The Life & Style section of today's Wall Street Journal Online profiles thriller writer George Dawes Green, an author who publishes, maybe, a book a decade in contrast, the article notes, to James Patterson, who will publish 9 new books this year. Dawes' latest novel, Ravens, hits bookstores next week. Although his last book sold more than 900,000 copies and was made into a film with Demi Moore and Alex Baldwin, only 45,000 copies of Ravens will be printed. "He was last published in the dinosaur age," says his literary agent, Molly Friedrich. (His last book, for those who thought we wouldn't mention it, was The Juror, published in 1995.)

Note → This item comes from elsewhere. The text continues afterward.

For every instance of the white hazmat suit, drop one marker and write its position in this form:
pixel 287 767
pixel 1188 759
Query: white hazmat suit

Green shrugs off any concern that he's not publishing often enough. He says he could never write a book a year, and he isn’t convinced that it's the right strategy for even the most admired authors.
It's hard to argue with his success. His first book, The Caveman's Valentine, won the 1995 Edgar Award for Best First Novel and was also made into a film starring Samuel L. Jackson.
Ravens took Mr. Green two years to finish, and aims to be realistic, right down to a chilling scene in which the lead character, Shaw McBride, plots his crime using various web sites, including Facebook, MySpace and VirtualBirdsEye.com, which offers aerial views of everything from stadiums to houses. "There’s a reason I hate technology," the author says. "The invasion of privacy is so terrifying."
About Ravens: When Shaw McBride and Romeo Zderko pull up at a convenience store off I-95 in Georgia, their only thought is to fix a leaky tire and be on their way again to Florida -- away from their dull Ohio tech-support jobs. But this happens to be the store from which a $318 million jackpot ticket has just been sold -- and when a pretty clerk accidentally reveals to Shaw the identity of the winning family, he hatches a ferociously audacious scheme: He and Romeo will squeeze the family for half their prize. That night, he visits the Boatwright home and takes the family hostage, while Romeo patrols the streets nearby, prepared to murder the Boatwrights' loved ones at any sign of resistance. At first, the family offers none. But Shaw's plot depends on maintaining constant fear -- merciless, unfaltering terror -- and soon, under the pressure, everyone's sanity begins to unravel. Publishers Weekly gives Ravens a starred review, saying, "This exquisite novel of psychological suspense builds to a devastating resolution that will leave readers with the cold shudders for a long time afterward."